Astronomers took a peak at Nova Centauri -- and were surprised to spot the presence of lithium.
Astronomers were looking deep into space with the help of two telescopes in Chile at Nova Centauri when they spotted something that could solve a big stellar mystery: lithium.
Nova Centauri is the brightest nova that we’ve been able to see this past century, and it is helping scientists understand how much lithium exists in stars after the substance was detected in material ejected by a nova for the first time, according to a Christian Science Monitor report.
Nova Centauri exploded in 2013, catching the eye of scientists who have been studying it at the European Southern Observatory (ESO). It’s a major finding that potentially solves a mystery in how the galaxy evolves chemically. The ESO said in a statement as reported by the Monitor that the finding was a “big step forward for astronomers” who are trying to understand the chemical makeup of stars in the Milky Way.

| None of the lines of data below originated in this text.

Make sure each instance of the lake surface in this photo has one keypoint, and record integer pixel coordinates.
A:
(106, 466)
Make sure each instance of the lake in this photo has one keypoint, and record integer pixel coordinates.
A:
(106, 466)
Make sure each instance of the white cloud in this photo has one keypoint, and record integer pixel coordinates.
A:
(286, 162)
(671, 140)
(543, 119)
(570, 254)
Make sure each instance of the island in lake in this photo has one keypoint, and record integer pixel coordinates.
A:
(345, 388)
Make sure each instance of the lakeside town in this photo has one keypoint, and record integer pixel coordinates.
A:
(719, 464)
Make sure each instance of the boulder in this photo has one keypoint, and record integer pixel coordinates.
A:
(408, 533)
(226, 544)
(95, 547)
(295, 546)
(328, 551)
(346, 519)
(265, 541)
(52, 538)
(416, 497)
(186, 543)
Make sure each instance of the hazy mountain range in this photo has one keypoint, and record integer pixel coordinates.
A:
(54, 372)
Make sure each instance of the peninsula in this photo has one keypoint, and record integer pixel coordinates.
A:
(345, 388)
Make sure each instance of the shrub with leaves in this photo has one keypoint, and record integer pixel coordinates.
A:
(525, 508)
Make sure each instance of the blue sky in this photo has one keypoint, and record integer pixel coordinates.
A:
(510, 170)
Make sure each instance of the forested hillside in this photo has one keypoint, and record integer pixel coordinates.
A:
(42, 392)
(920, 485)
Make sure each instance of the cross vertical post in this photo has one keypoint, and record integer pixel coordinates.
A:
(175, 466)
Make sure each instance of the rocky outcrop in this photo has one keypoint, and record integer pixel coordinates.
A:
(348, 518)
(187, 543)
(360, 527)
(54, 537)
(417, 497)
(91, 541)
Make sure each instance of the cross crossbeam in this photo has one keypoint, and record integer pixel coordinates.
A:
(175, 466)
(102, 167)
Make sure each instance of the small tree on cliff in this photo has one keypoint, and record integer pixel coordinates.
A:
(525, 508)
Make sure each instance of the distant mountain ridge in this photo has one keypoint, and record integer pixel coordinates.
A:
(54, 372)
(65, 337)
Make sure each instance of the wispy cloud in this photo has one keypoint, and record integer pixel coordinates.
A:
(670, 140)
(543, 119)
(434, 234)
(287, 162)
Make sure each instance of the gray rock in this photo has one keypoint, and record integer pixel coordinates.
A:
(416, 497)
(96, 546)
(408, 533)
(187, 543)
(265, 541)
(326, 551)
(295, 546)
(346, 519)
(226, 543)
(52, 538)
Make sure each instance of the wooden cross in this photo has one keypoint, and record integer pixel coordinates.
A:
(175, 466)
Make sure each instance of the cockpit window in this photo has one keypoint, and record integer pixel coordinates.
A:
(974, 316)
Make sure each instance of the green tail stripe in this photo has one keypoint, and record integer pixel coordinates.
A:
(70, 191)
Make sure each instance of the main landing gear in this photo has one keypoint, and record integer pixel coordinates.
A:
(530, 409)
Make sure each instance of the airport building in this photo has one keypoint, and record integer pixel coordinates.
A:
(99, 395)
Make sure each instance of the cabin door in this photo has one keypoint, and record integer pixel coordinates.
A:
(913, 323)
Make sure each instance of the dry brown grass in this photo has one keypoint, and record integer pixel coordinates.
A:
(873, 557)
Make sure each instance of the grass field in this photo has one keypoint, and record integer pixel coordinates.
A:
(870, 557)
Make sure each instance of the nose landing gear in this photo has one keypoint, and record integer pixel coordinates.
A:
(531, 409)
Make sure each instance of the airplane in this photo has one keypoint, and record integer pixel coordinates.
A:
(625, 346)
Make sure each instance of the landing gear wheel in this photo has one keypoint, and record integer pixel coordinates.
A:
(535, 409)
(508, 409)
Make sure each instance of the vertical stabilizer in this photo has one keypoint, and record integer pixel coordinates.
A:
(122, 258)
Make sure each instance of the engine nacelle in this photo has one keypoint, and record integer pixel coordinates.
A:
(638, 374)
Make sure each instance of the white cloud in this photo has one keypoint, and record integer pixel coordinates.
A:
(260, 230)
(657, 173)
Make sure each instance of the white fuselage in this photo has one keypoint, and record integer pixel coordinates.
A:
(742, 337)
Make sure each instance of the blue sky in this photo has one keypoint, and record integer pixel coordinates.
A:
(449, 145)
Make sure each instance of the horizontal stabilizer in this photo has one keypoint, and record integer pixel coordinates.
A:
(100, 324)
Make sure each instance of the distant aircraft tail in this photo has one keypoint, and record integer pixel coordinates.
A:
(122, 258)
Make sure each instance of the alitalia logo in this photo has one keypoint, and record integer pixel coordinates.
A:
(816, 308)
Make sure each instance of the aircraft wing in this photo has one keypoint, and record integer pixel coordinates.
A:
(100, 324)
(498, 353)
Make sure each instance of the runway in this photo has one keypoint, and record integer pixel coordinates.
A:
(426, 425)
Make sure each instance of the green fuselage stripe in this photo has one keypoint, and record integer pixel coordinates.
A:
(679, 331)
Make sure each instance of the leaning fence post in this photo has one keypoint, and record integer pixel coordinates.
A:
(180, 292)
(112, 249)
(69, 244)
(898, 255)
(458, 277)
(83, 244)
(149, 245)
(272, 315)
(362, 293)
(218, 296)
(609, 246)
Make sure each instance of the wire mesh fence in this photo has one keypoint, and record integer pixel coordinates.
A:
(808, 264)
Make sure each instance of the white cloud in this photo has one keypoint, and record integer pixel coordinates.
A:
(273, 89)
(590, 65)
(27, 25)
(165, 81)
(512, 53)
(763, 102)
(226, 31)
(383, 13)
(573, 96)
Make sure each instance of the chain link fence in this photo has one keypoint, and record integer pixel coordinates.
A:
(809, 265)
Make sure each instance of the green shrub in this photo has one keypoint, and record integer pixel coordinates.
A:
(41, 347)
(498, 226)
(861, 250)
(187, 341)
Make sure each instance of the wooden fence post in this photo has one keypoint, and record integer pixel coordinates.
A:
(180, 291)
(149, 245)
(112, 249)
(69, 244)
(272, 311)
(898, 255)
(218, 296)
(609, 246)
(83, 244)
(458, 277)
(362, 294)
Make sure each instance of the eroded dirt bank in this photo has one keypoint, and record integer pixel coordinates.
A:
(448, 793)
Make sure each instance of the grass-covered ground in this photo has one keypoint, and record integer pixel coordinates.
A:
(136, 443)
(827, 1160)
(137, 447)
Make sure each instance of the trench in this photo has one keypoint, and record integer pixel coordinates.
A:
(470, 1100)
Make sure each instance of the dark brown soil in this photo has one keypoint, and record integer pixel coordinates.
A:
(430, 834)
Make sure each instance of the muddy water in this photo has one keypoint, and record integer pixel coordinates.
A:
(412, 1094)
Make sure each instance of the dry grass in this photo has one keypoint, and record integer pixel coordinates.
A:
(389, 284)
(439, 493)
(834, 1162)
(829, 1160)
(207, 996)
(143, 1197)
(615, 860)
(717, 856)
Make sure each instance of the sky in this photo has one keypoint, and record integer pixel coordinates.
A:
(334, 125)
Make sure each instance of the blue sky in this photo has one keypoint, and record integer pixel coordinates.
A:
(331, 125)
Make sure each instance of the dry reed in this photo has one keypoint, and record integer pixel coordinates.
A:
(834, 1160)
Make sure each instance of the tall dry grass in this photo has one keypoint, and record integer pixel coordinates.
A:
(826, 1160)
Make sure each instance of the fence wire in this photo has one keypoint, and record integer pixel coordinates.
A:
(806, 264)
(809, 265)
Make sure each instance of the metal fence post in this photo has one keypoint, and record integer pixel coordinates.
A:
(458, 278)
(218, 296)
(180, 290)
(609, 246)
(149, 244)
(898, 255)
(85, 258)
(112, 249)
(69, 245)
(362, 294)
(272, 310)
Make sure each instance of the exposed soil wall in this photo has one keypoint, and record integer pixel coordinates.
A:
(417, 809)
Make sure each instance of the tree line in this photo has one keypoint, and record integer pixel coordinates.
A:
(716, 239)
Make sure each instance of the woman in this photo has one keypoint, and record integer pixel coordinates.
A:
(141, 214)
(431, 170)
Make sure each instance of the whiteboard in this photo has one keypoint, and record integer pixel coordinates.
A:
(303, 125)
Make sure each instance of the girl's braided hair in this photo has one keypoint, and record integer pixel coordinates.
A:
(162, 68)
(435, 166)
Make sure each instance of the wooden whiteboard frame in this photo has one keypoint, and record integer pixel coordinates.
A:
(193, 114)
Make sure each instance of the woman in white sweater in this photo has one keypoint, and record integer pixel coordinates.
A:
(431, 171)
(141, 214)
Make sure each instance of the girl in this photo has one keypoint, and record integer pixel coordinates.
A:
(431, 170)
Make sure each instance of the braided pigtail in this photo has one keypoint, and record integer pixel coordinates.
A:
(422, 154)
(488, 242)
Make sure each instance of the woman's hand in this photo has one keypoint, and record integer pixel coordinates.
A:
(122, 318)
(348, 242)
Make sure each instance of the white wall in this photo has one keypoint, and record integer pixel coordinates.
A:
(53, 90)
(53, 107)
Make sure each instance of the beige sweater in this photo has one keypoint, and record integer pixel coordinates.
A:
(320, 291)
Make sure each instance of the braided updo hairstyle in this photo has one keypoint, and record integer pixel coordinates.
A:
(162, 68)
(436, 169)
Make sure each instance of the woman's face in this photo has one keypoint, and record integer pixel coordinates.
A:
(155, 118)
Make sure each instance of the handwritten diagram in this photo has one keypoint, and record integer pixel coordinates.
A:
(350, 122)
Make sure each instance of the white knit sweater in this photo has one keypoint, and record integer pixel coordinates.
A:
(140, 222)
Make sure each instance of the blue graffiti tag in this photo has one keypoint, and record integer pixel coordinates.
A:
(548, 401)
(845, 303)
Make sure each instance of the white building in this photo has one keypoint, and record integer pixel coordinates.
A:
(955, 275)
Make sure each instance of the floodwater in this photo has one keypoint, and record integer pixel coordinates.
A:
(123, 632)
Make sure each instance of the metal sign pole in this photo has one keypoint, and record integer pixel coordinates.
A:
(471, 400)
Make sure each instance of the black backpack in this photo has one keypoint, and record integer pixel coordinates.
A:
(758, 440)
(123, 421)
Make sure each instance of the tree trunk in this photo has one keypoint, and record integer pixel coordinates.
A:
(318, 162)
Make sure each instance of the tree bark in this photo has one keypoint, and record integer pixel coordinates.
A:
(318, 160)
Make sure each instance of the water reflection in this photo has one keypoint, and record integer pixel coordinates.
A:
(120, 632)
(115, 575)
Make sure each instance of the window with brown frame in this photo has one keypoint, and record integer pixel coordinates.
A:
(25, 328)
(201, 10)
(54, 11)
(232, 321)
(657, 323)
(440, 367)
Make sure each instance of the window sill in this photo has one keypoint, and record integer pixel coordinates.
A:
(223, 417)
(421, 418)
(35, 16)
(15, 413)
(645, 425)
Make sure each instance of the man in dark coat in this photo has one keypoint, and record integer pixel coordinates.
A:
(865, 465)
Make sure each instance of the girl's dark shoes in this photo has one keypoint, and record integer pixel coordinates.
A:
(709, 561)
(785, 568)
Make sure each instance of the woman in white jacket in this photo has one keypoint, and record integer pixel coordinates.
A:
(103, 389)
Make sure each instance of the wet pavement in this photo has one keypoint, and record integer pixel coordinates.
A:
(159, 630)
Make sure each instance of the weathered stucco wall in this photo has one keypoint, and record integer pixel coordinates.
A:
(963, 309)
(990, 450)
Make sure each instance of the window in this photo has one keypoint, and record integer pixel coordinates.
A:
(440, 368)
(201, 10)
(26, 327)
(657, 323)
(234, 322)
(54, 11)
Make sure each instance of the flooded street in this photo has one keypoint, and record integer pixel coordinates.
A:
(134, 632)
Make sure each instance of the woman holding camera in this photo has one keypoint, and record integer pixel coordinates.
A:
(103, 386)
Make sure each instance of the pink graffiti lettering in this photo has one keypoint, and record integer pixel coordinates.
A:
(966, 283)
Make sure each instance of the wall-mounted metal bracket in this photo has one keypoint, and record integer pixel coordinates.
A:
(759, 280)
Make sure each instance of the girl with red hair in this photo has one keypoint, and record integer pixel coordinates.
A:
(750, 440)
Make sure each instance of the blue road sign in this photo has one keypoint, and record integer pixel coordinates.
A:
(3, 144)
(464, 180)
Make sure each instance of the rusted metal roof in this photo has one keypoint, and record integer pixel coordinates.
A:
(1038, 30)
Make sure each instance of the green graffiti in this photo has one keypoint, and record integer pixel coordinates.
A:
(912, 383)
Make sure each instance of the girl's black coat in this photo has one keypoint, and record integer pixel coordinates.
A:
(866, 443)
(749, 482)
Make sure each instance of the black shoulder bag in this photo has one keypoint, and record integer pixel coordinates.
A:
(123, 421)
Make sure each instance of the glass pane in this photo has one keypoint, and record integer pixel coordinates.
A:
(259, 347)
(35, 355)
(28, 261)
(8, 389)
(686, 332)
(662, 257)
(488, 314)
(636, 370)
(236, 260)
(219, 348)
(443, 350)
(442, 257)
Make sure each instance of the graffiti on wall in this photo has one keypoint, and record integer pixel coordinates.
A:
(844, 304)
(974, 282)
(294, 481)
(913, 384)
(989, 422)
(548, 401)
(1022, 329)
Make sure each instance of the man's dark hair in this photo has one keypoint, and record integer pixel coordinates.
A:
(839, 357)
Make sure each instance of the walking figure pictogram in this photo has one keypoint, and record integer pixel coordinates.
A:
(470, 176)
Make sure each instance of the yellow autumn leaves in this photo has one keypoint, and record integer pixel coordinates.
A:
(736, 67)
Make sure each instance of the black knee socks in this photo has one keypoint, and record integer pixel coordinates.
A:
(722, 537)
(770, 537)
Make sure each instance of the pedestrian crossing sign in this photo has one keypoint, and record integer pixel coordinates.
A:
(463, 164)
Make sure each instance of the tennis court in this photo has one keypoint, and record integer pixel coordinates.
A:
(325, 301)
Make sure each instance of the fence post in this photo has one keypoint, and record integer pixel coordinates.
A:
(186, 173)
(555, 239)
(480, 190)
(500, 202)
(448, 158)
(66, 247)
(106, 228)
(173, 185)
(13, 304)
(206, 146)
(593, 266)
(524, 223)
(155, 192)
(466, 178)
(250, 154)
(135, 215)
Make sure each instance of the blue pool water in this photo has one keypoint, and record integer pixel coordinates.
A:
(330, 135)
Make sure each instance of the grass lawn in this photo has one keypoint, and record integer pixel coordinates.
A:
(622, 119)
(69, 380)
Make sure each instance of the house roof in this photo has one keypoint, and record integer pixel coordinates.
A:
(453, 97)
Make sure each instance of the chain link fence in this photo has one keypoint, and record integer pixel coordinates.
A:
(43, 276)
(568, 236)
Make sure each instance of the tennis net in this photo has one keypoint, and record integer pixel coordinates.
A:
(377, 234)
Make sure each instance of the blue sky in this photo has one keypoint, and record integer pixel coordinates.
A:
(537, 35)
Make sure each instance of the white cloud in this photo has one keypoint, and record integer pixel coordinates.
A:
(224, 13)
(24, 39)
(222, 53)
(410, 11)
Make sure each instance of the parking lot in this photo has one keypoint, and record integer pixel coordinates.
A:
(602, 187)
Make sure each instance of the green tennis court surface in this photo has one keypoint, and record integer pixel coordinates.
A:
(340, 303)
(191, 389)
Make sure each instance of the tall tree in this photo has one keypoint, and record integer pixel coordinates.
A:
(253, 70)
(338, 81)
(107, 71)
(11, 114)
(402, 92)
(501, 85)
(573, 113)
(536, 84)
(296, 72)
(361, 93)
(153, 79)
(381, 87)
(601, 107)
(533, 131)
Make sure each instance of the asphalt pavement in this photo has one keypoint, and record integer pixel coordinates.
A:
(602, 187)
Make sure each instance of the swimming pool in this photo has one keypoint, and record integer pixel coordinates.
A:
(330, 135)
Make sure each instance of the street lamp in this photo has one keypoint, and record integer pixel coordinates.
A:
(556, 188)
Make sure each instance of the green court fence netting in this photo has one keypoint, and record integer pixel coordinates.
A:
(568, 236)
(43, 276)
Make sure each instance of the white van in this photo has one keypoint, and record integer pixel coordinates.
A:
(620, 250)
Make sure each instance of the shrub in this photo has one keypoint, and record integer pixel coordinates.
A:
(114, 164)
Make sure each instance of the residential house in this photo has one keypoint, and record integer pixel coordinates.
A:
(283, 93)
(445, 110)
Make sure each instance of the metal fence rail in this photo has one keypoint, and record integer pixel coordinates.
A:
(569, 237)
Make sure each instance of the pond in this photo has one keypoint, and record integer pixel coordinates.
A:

Using models that assume the Big Bang happened at around 13.8 billion years ago, astronomers can calculate the amount of lithium that should be found in a star, with older stars having less lithium and younger stars having more.
Lithium has now become a big player in scientists’ study of the universe and stellar evolution in particular.
It’s not the first time lithium has come on scientists’ radar. Back in 2012, they watched as a planet was sucked in by a red giant that contained a lot of lithium. Lower lithium levels in younger stars have long been proposed as something that could be explained by being blown out of a nova. But the first time that there was clear evidence of lithium in the nova to prove the hypothesis, the scientists found.